Łukasz N. został aresztowany w środę jako pierwsza osoba w śledztwie dotyczącym nielegalnie podsłuchanych rozmów polityków w warszawskiej restauracji Sowa i Przyjaciele, które opublikował „Wprost”. Według nieoficjalnych informacji „Rzeczpospolitej” N. miał zeznać, że sprzęt do nagrywania rozmów przekazał mu Piotr Nisztor, współpracujący z „Wprost” dziennikarz śledczy, który dostarczył tygodnikowi te nagrania, po tym jak z ich publikacji zrezygnował „Puls Biznesu”.

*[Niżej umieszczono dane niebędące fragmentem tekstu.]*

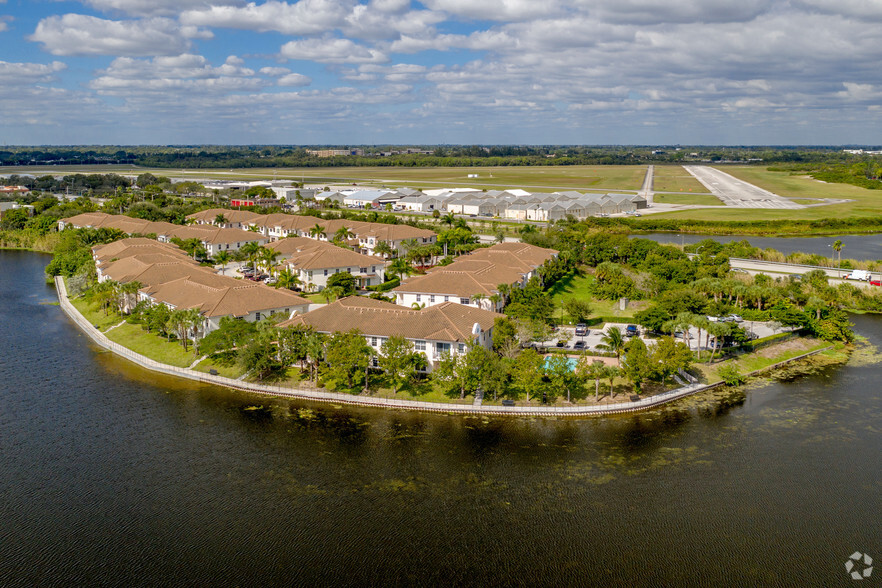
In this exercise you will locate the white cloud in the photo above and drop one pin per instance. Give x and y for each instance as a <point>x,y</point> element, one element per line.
<point>167,78</point>
<point>28,73</point>
<point>154,7</point>
<point>305,17</point>
<point>274,71</point>
<point>496,10</point>
<point>76,34</point>
<point>328,50</point>
<point>294,80</point>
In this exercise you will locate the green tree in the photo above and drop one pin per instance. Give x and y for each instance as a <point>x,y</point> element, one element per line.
<point>399,360</point>
<point>222,258</point>
<point>578,309</point>
<point>613,340</point>
<point>636,364</point>
<point>287,279</point>
<point>343,280</point>
<point>528,373</point>
<point>562,376</point>
<point>347,358</point>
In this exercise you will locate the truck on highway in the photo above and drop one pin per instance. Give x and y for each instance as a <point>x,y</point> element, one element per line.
<point>862,275</point>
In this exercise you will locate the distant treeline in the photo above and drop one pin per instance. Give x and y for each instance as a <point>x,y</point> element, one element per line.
<point>434,156</point>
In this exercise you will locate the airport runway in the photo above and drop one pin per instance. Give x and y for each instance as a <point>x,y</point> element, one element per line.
<point>735,192</point>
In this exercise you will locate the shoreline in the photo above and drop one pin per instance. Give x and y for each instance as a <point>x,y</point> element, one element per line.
<point>368,401</point>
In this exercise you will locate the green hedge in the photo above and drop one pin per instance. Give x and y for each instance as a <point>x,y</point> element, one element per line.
<point>385,286</point>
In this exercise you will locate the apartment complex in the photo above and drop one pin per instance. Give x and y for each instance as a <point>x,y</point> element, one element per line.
<point>474,279</point>
<point>445,328</point>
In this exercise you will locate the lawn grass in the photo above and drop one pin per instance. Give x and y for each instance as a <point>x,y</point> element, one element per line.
<point>206,365</point>
<point>151,345</point>
<point>699,199</point>
<point>94,314</point>
<point>673,178</point>
<point>761,359</point>
<point>541,178</point>
<point>578,285</point>
<point>865,202</point>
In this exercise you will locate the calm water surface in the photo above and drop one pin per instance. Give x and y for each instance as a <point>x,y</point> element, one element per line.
<point>111,475</point>
<point>863,247</point>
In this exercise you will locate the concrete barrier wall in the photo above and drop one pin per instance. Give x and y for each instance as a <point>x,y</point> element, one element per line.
<point>336,398</point>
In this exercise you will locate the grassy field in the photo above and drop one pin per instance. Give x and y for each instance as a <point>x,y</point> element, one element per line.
<point>699,199</point>
<point>578,286</point>
<point>865,202</point>
<point>673,178</point>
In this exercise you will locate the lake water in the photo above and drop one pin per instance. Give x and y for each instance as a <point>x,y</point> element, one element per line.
<point>111,475</point>
<point>861,247</point>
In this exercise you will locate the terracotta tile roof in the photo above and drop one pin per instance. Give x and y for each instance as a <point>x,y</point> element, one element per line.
<point>480,272</point>
<point>225,297</point>
<point>232,216</point>
<point>442,322</point>
<point>136,246</point>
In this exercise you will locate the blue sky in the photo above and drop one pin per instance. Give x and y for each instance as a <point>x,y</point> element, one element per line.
<point>440,71</point>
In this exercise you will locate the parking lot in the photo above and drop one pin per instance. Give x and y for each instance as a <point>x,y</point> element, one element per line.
<point>595,335</point>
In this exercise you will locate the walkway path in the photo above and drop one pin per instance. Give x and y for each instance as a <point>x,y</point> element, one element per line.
<point>369,401</point>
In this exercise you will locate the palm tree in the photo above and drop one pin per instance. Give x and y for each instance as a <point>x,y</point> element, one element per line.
<point>287,279</point>
<point>837,247</point>
<point>333,292</point>
<point>383,248</point>
<point>343,234</point>
<point>222,259</point>
<point>505,291</point>
<point>400,267</point>
<point>611,372</point>
<point>593,370</point>
<point>613,340</point>
<point>250,250</point>
<point>268,257</point>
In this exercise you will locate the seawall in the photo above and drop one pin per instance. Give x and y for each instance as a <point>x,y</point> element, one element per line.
<point>389,403</point>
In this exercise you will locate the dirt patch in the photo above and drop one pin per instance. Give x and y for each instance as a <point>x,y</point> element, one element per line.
<point>798,344</point>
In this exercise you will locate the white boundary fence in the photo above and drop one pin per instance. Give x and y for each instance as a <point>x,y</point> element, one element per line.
<point>337,398</point>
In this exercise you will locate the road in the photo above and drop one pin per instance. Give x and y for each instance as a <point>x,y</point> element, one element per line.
<point>646,189</point>
<point>735,192</point>
<point>772,268</point>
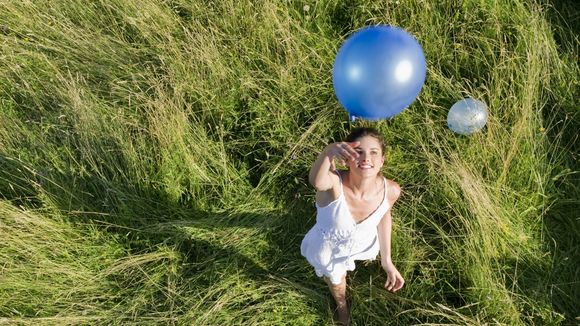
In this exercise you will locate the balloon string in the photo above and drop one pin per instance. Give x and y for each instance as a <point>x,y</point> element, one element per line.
<point>351,121</point>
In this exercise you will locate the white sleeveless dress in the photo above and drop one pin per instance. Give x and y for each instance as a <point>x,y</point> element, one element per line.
<point>336,240</point>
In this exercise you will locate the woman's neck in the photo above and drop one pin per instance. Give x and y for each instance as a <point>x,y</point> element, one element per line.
<point>361,187</point>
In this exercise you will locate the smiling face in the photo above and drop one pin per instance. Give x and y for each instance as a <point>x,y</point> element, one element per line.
<point>370,160</point>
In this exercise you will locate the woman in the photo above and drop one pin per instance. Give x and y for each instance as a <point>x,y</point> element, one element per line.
<point>353,220</point>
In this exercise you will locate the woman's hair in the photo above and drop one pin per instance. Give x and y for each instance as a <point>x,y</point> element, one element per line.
<point>360,132</point>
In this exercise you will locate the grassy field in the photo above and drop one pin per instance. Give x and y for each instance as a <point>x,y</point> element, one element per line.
<point>154,158</point>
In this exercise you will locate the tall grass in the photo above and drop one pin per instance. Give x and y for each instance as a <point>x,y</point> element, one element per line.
<point>153,162</point>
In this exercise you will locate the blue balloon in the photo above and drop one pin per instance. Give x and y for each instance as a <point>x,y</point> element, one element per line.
<point>378,72</point>
<point>467,116</point>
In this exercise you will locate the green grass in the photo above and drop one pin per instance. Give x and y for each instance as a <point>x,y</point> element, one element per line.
<point>154,158</point>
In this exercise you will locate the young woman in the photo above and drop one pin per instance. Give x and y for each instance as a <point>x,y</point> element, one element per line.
<point>353,207</point>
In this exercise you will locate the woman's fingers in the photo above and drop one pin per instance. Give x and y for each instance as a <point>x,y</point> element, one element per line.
<point>347,150</point>
<point>394,282</point>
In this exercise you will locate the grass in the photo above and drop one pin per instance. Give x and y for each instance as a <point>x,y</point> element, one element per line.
<point>153,163</point>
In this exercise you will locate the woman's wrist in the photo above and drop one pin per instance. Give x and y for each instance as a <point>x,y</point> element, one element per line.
<point>386,262</point>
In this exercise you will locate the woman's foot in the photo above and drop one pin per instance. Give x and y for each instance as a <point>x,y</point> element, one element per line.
<point>341,314</point>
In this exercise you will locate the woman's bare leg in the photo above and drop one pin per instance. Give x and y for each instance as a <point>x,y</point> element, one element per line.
<point>338,292</point>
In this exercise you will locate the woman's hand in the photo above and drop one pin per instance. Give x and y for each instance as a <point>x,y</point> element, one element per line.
<point>342,151</point>
<point>394,279</point>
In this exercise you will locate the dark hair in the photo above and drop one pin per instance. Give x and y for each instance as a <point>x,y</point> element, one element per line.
<point>360,132</point>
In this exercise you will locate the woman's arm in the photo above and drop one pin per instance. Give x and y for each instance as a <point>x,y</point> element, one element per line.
<point>320,176</point>
<point>394,279</point>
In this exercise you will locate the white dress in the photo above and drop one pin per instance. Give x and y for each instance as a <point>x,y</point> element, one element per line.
<point>336,240</point>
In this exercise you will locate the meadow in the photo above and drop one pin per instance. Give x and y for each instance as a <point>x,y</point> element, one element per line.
<point>154,158</point>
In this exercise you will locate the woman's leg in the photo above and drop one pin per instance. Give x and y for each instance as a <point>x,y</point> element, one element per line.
<point>338,292</point>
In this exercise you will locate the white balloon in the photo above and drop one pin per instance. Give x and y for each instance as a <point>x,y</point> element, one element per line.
<point>467,116</point>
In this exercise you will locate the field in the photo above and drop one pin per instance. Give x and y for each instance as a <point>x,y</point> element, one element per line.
<point>154,159</point>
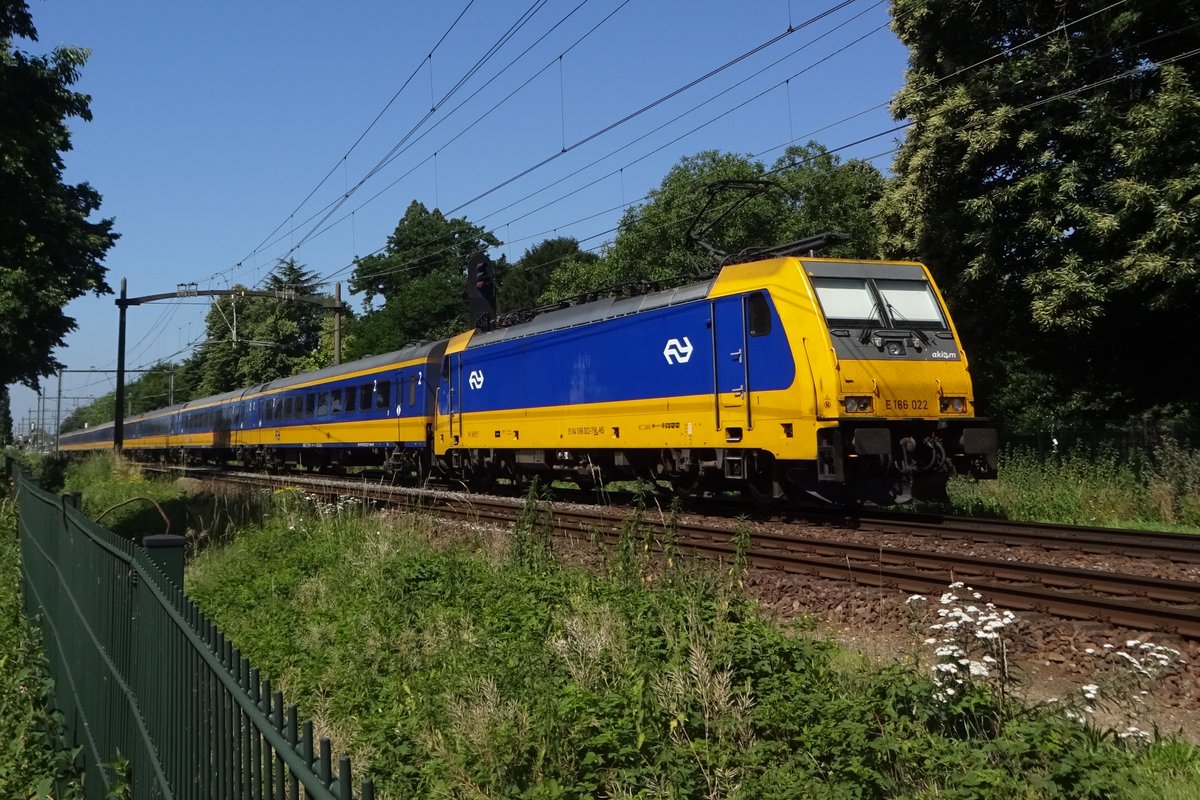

>>> Prokuratura: działania wobec „Wprost” zgodne z prawem, także użycie siły
Prokuratura nie potwierdza tej informacji, podając jedynie, że N. usłyszał dwa zarzuty z art. 267 Kodeksu karnego dotyczące nagrywania i ujawniania nagrań. Śledczy nie potwierdzają natomiast, czy przyznał się do tego i co konkretnie zeznał.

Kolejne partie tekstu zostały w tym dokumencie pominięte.